Tyler Cowen’s Big Business: A Love Letter to an American Anti-Hero (St. Martin’s, 2019) makes a case even for Big Tech: Seems to me the power of the biggest should set into motion the gears of anti-trust action. David Bahnsen argues The Case for Dividend Growth (Post Hill, 2019).
On the Edge of Infinity (Ignatius, 2019) is Clemens Cavallin’s biography of a great Canadian writer, Michael O’Brien. Cavallin describes O’Brien’s conversion experience at age 21 and his crisis at age 34. He also shows the background to O’Brien’s greatest work, Island of the World, and the development of his Father Elijah novels, which feature a Jewish-turned-Christian protagonist and a cultured Antichrist. Speaking of great literature, Anthony Verity’s new translation of Homer’s The Odyssey (Oxford, 2016) makes it come alive.

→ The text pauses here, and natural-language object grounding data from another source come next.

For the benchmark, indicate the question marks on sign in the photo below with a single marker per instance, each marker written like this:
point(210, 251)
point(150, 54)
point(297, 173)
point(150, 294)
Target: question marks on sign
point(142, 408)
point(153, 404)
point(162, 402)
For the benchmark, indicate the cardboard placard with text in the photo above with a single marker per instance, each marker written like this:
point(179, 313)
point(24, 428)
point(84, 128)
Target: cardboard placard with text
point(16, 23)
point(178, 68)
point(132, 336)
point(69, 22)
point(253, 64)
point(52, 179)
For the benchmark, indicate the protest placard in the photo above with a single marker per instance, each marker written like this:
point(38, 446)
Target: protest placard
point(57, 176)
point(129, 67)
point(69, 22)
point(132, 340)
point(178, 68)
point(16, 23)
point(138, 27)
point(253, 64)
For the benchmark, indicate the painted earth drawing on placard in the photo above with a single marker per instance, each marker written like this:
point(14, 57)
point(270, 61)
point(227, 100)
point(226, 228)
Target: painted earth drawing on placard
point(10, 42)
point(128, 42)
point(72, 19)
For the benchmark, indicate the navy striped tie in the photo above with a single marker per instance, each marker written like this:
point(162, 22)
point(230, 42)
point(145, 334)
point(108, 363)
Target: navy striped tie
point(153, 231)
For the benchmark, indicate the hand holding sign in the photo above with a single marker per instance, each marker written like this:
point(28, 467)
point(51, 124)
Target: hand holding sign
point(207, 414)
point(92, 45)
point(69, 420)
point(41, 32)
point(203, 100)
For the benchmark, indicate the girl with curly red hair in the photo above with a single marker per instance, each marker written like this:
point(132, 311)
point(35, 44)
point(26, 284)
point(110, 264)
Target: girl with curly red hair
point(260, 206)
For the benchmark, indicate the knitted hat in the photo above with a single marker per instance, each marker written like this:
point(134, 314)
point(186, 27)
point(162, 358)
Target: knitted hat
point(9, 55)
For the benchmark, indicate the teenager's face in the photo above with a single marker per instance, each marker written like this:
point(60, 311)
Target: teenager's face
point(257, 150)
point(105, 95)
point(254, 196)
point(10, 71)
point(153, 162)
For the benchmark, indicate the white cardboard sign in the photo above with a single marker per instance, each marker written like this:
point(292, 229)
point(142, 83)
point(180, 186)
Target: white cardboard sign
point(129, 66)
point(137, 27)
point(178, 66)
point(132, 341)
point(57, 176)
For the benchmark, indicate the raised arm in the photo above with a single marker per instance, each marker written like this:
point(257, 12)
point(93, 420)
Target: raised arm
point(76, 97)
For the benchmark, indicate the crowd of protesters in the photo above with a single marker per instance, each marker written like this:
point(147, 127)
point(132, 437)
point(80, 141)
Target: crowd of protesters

Mike Chase’s How to Become a Federal Criminal (Atria, 2019) is an amusing look at the enormous volume of laws of which we might run afoul. Among the potential routes to jail: wearing a postal uniform if you aren’t a postal worker, threatening a clown, mailing a miniature spoon, running a mail-order dentures business, shooting a Canada goose from a sailboat if the sails are unfurled, importing a pregnant polar bear, selling a 24-pound can of spinach containing more than 12 millimeters of caterpillar, selling a bottle of wine with “zombie” in its name, gesturing to a horse in a national park in a way a “reasonably prudent” person would not, moving a table on federal land, or giving your boat to a pirate. —M.O.